Attualmente, nelle aree di primario interesse per i distretti industriali (biotecnologie, energia, aerospazio e l’ICT), abbiamo 29 progetti cofinanziati dalle imprese: 11 già attivati nelle bioscienze e  18 in corso di valutazione. Inoltre sono 10, in tutte le aree, i progetti cofinanziati dall’Università per l’attivazione di borse di studio, assegni triennali e dottorati di ricerca, circa 80 circa per un totale di 3.400.000. di Euro(cofinanziamento regionale). Relativamente alle Entrate complessive per la Ricerca nel 2009 c’è stato un considerevole incremento, essendo passati da 35 a 45 milioni. In aumento i fondi della comunità europea, degli Enti pubblici Esteri, Imprese o Enti privati, No profit esteri e italiani, contributi di ateneo.

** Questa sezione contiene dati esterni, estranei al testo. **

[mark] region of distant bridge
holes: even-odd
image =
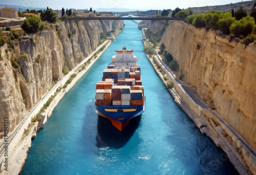
[[[177,20],[184,19],[174,17],[68,17],[68,20]]]

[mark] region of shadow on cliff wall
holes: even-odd
[[[96,146],[99,148],[108,146],[115,149],[123,147],[138,128],[141,119],[141,115],[140,115],[132,119],[120,132],[112,125],[109,119],[98,115]]]

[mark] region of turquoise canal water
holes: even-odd
[[[132,21],[60,101],[32,142],[22,174],[236,174],[220,149],[176,105]],[[141,68],[146,110],[122,132],[95,111],[96,84],[123,46]]]

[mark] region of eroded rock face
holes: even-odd
[[[256,149],[256,45],[229,39],[175,21],[160,42],[177,61],[178,77]]]
[[[124,26],[122,21],[109,20],[71,21],[56,25],[58,26],[54,25],[53,30],[30,34],[31,39],[24,39],[15,46],[14,53],[20,58],[17,61],[19,73],[13,73],[11,54],[5,51],[7,45],[0,47],[0,120],[3,122],[5,117],[8,117],[9,130],[12,131],[48,92],[52,81],[63,77],[64,64],[70,69],[74,68],[97,47],[100,33]],[[4,125],[1,125],[0,133],[3,131]],[[0,139],[2,137],[0,135]]]

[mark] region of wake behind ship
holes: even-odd
[[[124,47],[104,70],[102,81],[96,84],[96,112],[122,130],[134,117],[145,111],[145,97],[140,67],[133,50]]]

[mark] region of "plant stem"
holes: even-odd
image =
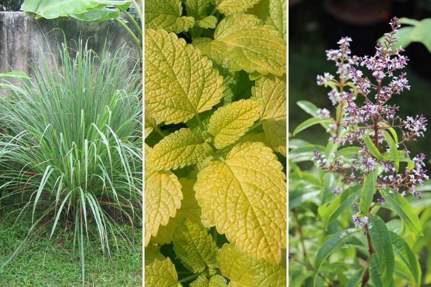
[[[114,18],[114,20],[115,20],[116,22],[121,25],[123,28],[125,29],[127,33],[129,33],[129,35],[130,35],[130,37],[132,37],[132,39],[133,39],[133,41],[135,42],[135,44],[137,47],[137,49],[139,51],[139,56],[140,56],[140,57],[142,58],[142,44],[140,42],[140,41],[139,40],[139,39],[137,38],[134,33],[132,32],[132,30],[131,30],[126,24],[125,24],[121,20],[120,20],[120,19],[116,17]]]
[[[371,243],[371,237],[370,236],[370,232],[368,230],[368,227],[366,226],[365,230],[366,232],[367,232],[367,241],[368,242],[368,252],[370,252],[370,258],[368,259],[368,264],[369,266],[371,256],[373,255],[373,253],[375,251],[374,251],[374,248],[373,248],[373,244]],[[364,276],[362,277],[362,283],[361,285],[361,287],[364,287],[367,285],[367,283],[370,279],[369,269],[369,267],[367,267],[367,269],[365,270],[365,273],[364,273]]]
[[[304,242],[304,237],[302,236],[302,230],[301,229],[301,225],[299,224],[299,220],[298,220],[296,210],[295,208],[292,208],[292,213],[294,213],[294,217],[295,218],[295,222],[297,224],[298,233],[298,234],[299,234],[299,240],[301,241],[301,245],[302,245],[302,252],[304,255],[304,260],[307,261],[307,251],[305,251],[305,243]]]
[[[189,281],[189,280],[191,280],[192,279],[194,279],[194,278],[196,278],[196,277],[198,276],[199,275],[200,275],[200,274],[199,273],[192,274],[192,275],[190,275],[190,276],[187,276],[185,278],[183,278],[181,279],[181,280],[178,280],[178,283],[182,283],[183,282],[186,282],[186,281]]]
[[[126,10],[124,10],[123,12],[126,14],[126,16],[127,16],[127,18],[129,18],[129,20],[130,20],[130,22],[132,22],[132,24],[133,24],[133,26],[135,26],[136,31],[139,33],[139,36],[140,36],[140,38],[142,39],[142,30],[140,29],[140,26],[139,26],[139,24],[137,24],[137,22],[136,22],[136,20],[134,20],[133,17],[131,16],[130,13],[127,12]]]
[[[137,5],[137,3],[136,3],[136,1],[135,1],[135,0],[132,0],[132,3],[133,4],[133,6],[134,6],[135,8],[136,9],[136,12],[137,13],[137,15],[139,15],[139,20],[140,20],[141,24],[142,24],[142,11],[141,11],[140,8],[139,8],[139,6]],[[141,34],[141,35],[142,35],[142,34]]]

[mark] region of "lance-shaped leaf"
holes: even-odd
[[[371,242],[377,255],[382,283],[384,287],[387,287],[392,280],[395,266],[391,237],[385,223],[380,218],[374,217],[371,224],[372,227],[369,230]]]
[[[175,266],[171,259],[162,256],[145,265],[145,285],[147,287],[180,287]]]
[[[240,251],[234,243],[226,244],[217,256],[219,268],[230,279],[229,286],[280,287],[286,285],[286,269]]]
[[[329,119],[321,119],[320,118],[311,118],[306,120],[298,125],[297,127],[294,130],[292,135],[295,136],[299,132],[302,131],[306,128],[308,128],[310,126],[312,126],[318,123],[330,123],[334,122],[334,121]]]
[[[351,206],[353,201],[359,198],[361,188],[362,186],[359,184],[349,187],[331,201],[323,217],[326,226],[336,220],[343,210]]]
[[[216,267],[219,248],[201,225],[185,219],[174,234],[173,242],[177,256],[193,273],[202,272],[207,266]]]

Un commento sulla giornata?

Il confronto è stato di stimolo a nuove collaborazioni e nuovi progetti di ricerca soprattutto per i più giovani e soprattutto in un momento in cui la Ricerca e l’Università sono così mortificate nelle loro risorse e sovvenzionamenti. Ad esempio,  dopo la prima giornata della ricerca sull’Energia sono nate nuove collaborazioni all’interno dell’Ateneo e presentati nuovi progetti su questa tematica. Ritengo molto importante quindi  andare avanti e difendere le nostre potenzialità ed eccellenze con il nostro lavoro costante di ricercatori.